The “Man from Glengarry” was an extremely popular book in the early part of the last century. LibriVox notes that “Immediately after its publication in 1901, the novel spent several months in the top ranks of the New York Times “Books in Demand” list.” (here for the free ebook.pdf).
So popular that in 1922 they made a silent film based on it, directed by Canadian Henry Macrae and produced in Ottawa.
Most of the shooting was done near Mattawa as this is a tale of the drama and intrigue of the logging trade, a life easily as exciting as that of a secret agent. However, the interior shots and some exterior shots were done in Ottawa.

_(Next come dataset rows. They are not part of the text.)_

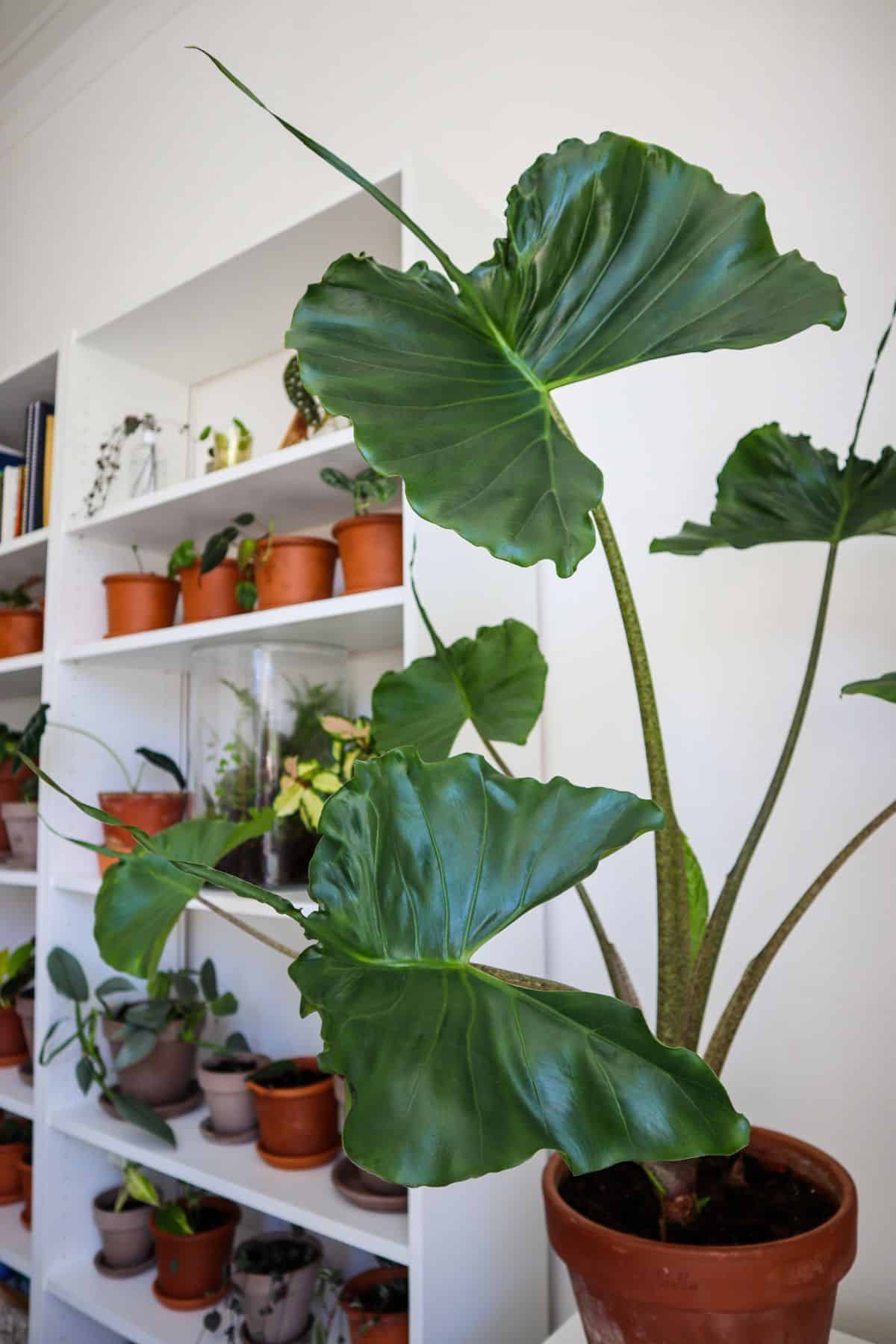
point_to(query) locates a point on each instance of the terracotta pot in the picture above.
(139, 603)
(297, 1124)
(367, 1327)
(777, 1292)
(20, 631)
(152, 812)
(211, 596)
(277, 1322)
(13, 1048)
(193, 1270)
(228, 1100)
(299, 569)
(127, 1239)
(20, 821)
(167, 1071)
(370, 549)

In the clip below it is easy to recognize the old Dominion Railway Station and Parliament Hill. For other interiors they used the Chateau Laurier and the Senate Chamber on Parliament Hill.
Suddenly the FLQ makes sense after you watch this reel; the bad guy is “Louis Lenoir” and says “Hottawa.” Seriously? Maudit Anglais Criss de calice de tabarnak d’osti de sacramentde trovvierge!
Unfortunately only two of the original six reels have survived, and this (above) is one of them. Apparently the St Stephen’s Church scenes have not survived, and if there were any exterior shots done in Britannia on the above reel I definitely missed them. Maybe on the other reel?